There’s also a more than handy Kenyan, Athanas Kioko, with a personal best of 27:23.84. Kioko was at Wake Forrest in the US College system along with Australia’s Zach Facioni. There’s enough talent sprinkled through the field to offer the possibility of a fast time. Mind you, the Olympic qualifying standards – 27:00 for men; 30:40 women) are tough.
Rose Davies is the highest ranked in the women’s field, her personal best 31:18.54 sitting fourth on the all-time list. She is also going for her third Zatopek win. Caitlin Adams and Lauren Ryan could also play prominent roles as the race develops.
If it doesn’t happen Saturday night at Albert Park – even if it does – the roads of southern Japan and southern Spain might still deliver good news for Australians. Even 20 years ago, to compare Valencia with Fukuoka would have been fanciful, but the explosive growth of the Spanish race is a phenomenon of post-Covid marathoning.
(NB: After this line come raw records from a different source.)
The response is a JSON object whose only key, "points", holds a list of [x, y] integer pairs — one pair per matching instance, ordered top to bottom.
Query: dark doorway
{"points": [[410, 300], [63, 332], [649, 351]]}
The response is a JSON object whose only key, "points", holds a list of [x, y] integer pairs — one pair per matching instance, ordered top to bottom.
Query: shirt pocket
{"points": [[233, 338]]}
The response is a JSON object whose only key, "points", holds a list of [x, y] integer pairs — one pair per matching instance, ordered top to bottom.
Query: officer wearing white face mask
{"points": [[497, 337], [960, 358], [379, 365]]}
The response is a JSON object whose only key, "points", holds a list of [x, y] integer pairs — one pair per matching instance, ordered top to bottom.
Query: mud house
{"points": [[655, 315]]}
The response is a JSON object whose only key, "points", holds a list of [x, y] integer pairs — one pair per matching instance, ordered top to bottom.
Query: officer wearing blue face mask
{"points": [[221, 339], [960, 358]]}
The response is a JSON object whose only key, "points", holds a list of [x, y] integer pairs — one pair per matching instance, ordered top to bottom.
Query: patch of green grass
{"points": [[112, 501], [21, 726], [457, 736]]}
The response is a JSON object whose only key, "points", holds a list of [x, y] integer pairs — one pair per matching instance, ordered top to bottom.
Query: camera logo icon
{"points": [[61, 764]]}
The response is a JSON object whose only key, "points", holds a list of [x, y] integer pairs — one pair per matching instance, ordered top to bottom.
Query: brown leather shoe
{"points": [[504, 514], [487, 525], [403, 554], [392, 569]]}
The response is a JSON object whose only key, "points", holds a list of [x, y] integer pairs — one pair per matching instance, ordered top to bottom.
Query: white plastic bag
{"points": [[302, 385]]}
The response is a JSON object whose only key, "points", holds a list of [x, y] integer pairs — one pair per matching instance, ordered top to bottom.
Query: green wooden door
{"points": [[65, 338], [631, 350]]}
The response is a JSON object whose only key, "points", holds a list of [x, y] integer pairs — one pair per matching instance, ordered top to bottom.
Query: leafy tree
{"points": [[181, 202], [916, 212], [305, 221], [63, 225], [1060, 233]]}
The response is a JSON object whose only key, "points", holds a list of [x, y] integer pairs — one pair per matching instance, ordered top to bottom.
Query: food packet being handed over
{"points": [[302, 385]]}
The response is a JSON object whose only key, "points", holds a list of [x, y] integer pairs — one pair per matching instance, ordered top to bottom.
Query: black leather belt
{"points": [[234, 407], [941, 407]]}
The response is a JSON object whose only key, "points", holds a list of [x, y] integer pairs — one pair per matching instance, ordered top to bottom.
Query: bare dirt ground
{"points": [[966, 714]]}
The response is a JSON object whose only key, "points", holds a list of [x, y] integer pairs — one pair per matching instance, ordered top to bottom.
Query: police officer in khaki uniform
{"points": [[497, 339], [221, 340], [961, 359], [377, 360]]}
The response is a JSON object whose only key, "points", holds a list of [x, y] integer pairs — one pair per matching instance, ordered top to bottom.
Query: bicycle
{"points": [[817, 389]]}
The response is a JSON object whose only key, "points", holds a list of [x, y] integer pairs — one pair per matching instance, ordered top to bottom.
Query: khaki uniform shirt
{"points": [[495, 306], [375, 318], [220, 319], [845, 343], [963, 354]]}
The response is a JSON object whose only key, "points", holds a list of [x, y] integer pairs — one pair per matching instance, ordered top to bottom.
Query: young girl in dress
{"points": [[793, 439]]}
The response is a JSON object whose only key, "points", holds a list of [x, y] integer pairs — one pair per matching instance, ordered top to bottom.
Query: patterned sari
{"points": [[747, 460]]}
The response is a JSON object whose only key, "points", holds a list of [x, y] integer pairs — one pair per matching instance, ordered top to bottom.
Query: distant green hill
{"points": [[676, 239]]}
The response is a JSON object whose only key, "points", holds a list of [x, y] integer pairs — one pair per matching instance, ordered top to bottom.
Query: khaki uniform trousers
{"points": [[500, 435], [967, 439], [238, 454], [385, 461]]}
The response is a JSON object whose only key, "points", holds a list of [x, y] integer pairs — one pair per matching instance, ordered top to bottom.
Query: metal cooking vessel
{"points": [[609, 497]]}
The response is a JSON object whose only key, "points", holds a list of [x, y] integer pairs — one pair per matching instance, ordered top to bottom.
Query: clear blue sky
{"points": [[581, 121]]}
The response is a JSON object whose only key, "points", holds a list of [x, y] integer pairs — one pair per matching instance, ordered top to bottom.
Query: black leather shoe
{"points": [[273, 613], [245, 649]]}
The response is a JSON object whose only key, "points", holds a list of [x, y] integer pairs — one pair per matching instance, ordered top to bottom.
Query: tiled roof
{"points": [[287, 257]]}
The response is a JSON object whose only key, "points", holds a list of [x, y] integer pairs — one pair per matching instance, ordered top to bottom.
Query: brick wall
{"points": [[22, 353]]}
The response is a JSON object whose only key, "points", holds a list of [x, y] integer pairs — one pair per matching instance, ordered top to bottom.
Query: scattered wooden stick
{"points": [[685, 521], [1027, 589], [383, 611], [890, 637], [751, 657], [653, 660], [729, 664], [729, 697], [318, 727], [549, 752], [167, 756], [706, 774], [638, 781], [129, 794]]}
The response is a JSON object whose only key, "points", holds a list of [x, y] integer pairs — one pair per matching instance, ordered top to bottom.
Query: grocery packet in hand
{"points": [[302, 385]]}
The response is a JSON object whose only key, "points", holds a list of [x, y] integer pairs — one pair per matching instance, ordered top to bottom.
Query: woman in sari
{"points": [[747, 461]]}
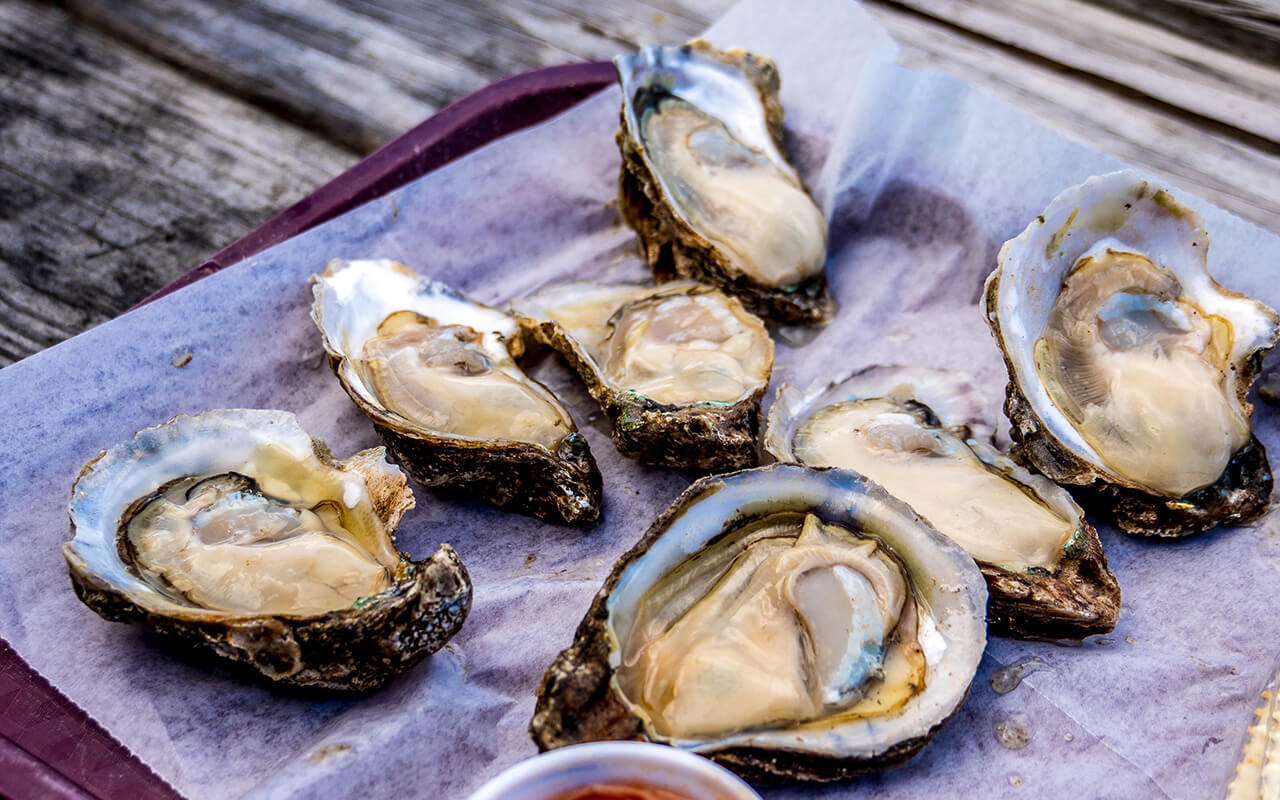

Other marathons have tapped into the pent-up ambitions of runners through lockdowns, but none more so than Valencia. The masses of men and women pouring through the finish line last year in the 2:20s, 2:30s and 2:40s was something to behold. It’s a train, and if you pick the appropriate carriage you can ride it all the way to the finish line.
Of course, the elite Australian competitors will each have their own goals. Even at this relatively early stage of the race to Paris, however, it is hard to not see the women’s race as potentially crucial. Assuming all four women race well – a big ‘if’ with marathons – Valencia may establish a pecking order amongst them which will be hard to overturn either in time or head-to-head comparisons.
And, good as they may be, just as hard for Diver, Jess Trengove, Sarah Klein and others to disrupt.
Bullish forecasts are regularly confounded when it comes to marathons. The dust from a weekend of long-distance racing on track and road hasn’t even been stirred as we write, much less settled.